There's a man on one of the forums I frequent whose username is Mateo. He gave me permission to quote the following:
I realize that I must write a book on my experience of overcoming same-sex attraction. So many members and non-members are struggling with this. It is very disheartening.
I used the ARP program that the Church offers to overcome this addiction and others that have plagued me.
"Is anything too hard for the Lord?" I emphatically declare, no! If we are willing to lay our sins upon the altar, he will help us overcome them.
I am a living testimony of how the power of God can change a man's life.
I once had a friend of mine say to me, "Mateo, I wonder if you will teach others how to overcome same-sex attraction. Imagine if in the next life, someone were to say, I couldn't overcome it, it was too difficult. The Savior could very well turn to you and say, well my son Mateo did it. If he did it, so can you."

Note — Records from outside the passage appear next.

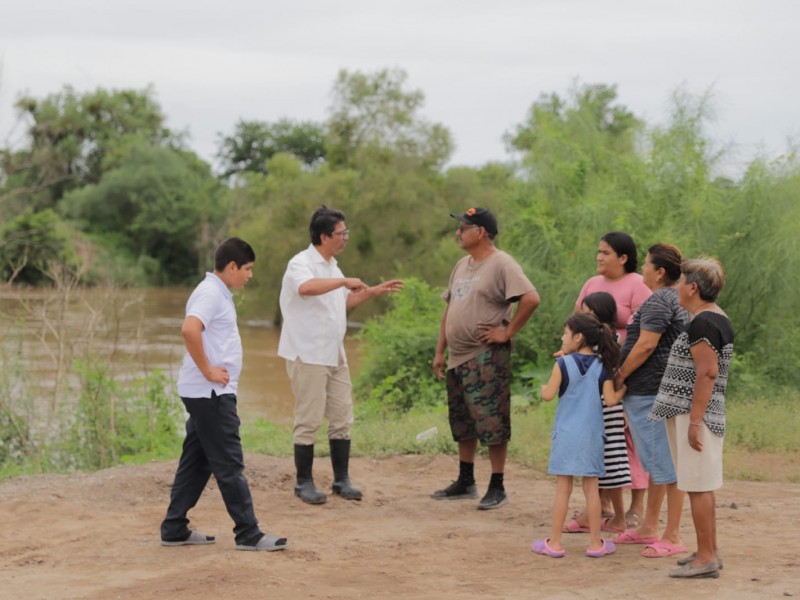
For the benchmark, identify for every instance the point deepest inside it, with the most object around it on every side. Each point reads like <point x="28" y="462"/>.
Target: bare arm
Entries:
<point x="611" y="396"/>
<point x="705" y="361"/>
<point x="361" y="295"/>
<point x="192" y="331"/>
<point x="439" y="365"/>
<point x="500" y="334"/>
<point x="550" y="389"/>
<point x="319" y="286"/>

Temple attendance is vital in this fight against the adversary. I look forward to serving in the temple each Wednesday night!
Temple attendance can help us, can give us power in some very real ways.
One of the things Satan and his minions do is try to convince us we are not worthy of going to the temple when we are and, in fact, going often would help us overcome the things S/minions convince us can never be changed. Heck, he’ll put thoughts into our minds, then tell us, “Look what you’re thinking! Shame on you! You’re so evil! There’s no hope for you now. You might as well just give up.” And if we need help from a bishop or a stake president S/minions will tell us that they are our enemies, or that we can’t bear to have them know the truth about us/think badly of us. Sometimes, there are “bad” or uncompassionate leaders out there, but I think we need to trust God on this. I think he can lead us to the right people, if we need them to help us. At the same time S/minions will be trying to put hurtful people in our path, trying to convince the good people to say and do hurtful things often “for our own good”.
Trust God. That’s the bottom line. The atonement of Jesus Christ is very, very real and very, very powerful. That, I promise you. He’s there. He is always there.